WeWork plans to ramp up marketing spend as it goes public
Consumers can expect to see a lot more WeWork ads in the future. The 9-year-old real estate brand, which rents out co-working spaces, filed paperwork Wednesday for its initial public offering. In the filing, filled out by parent company the We Company, WeWork wrote that it expects to lay into more “traditional” marketing as it strives to move beyond the word-of-mouth referrals that have built up its reputation in recent years. In the past, such referrals from existing members have kept marketing costs low, the New York-based brand disclosed.
“To the extent that we are unable to maintain a positive brand reputation organically, we may need to rely more heavily on traditional marketing efforts to attract new members, which would increase our sales and marketing expenses in both absolute terms and as a percentage of our revenue,” reads the 130-page filing, which references marketing 113 times.
For the six months that ended June 30, WeWork’s $320 million investment in sales and marketing represented 21 percent of the brand’s revenue, up from 18 percent in the year-earlier period when the company spent just $139.9 million on such expenses. For the first six months of this year, WeWork generated $1.5 billion in revenue, more than double that of the same period in 2018.
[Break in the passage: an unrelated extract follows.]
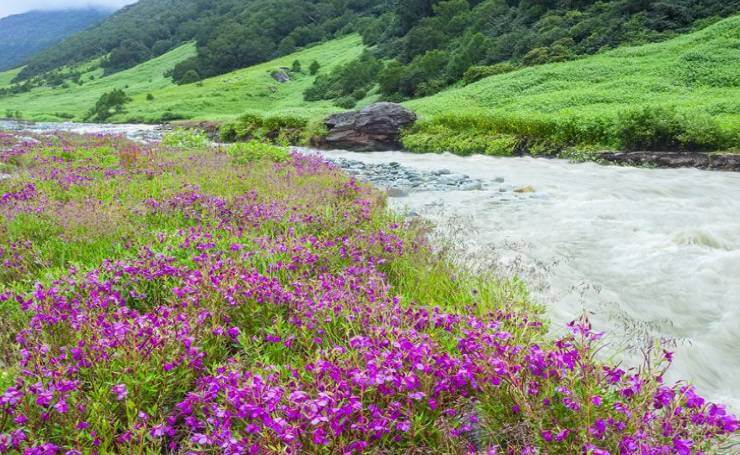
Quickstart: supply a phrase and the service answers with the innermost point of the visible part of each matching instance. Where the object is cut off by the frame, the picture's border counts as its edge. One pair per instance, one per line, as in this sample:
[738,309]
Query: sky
[8,7]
Despite the huge uptick in revenue, the company also disclosed a hefty loss of $1.9 billion last year—a similar experience had by other high-profile tech brands that have recently gone public despite a lack of profitability.
A WeWork spokeswoman declined to comment on the brand’s work with outside agencies or if the company’s growing in-house studio will continue to handle new marketing moving forward. Earlier this year, WeWork debuted a campaign called the Global Impact Report, which showcased the brand’s impact on communities around the globe. The work was created by its internal creative team, Creative Studio.
In 2018, WeWork acquired Conductor, a 13-year-old marketing software company, for $113.6 million in order to strengthen its internal marketing prowess for its members.
The company has also been ramping up its Creator Awards program--a Shark Tank-like pitch contest for startups in collaboration with Ashton Kutcher.